Oracle’s Larry Ellison takes on Amazon Web Services at OOW2016

Image: OOW2016 website
Image: OOW2016 website

Amazon databases are 20 years behind the latest release of the Oracle Database in the Cloud, Executive Chairman and Chief Technology Officer, Larry Ellison stated Tuesday, reinforcing a war on Amazon in cloud.

Every year, Ellison takes the opportunity to pick an opponent and shares some comparisons. Speaking at the Oracle OpenWorld 2016 in San Francisco’s Moscone Center, Ellison  demonstrated that  his company’s Database-as-a-Service (DBaaS) is up to 105X faster for Analytics workloads, 35X faster for online transaction processing (OLTP), and 1000+X faster for mixed workloads than Amazon DBaaS.

Ellison also showed that the Oracle Cloud is optimized for running Oracle Database while Amazon Web Services (AWS) is not.
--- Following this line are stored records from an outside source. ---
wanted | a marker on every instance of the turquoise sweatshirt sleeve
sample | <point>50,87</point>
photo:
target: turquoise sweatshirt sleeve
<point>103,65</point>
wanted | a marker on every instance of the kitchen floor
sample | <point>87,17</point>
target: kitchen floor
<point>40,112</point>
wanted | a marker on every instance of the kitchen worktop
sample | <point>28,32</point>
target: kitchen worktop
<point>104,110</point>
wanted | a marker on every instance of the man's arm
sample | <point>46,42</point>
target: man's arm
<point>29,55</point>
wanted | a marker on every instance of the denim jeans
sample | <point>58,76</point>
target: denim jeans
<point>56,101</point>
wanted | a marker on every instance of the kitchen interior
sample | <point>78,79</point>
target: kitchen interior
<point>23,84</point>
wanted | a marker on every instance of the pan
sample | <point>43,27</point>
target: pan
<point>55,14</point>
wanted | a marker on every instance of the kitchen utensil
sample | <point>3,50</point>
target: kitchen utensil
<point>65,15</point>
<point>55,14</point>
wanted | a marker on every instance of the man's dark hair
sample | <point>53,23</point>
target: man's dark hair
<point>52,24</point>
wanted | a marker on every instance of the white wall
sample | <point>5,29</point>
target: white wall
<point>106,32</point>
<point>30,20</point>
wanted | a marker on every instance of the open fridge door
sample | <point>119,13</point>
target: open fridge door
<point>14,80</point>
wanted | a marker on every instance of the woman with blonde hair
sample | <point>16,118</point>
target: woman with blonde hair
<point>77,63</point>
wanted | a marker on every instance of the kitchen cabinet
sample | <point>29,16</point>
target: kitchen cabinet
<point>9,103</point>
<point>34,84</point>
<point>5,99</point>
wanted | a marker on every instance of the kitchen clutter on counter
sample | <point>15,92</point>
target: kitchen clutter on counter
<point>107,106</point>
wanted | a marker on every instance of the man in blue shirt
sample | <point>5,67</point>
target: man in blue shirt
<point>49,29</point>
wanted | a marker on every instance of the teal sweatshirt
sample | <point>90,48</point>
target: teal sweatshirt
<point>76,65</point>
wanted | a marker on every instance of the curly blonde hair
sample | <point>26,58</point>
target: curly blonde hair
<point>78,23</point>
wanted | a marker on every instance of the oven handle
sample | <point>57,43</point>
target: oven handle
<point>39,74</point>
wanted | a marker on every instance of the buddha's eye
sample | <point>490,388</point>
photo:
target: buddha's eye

An Oracle Database running on the Oracle Cloud is up to 24X faster than an Oracle Database running on AWS.

“Amazon was the innovator, the first mover, and I have a lot of respect for them, but now we’re aggressively moving into infrastructure,” Ellison had said in Sunday’s in his keynote speech.

“Our new data centers offer twice as many cores as Amazon, twice as much memory as Amazon, four times as much storage as Amazon, and more than ten times the I/O capacity of Amazon. But you have to be willing to pay less.”

Ellison does not hesitate to say that Amazon’s lead is over and the company is going to have “serious competition going forward.”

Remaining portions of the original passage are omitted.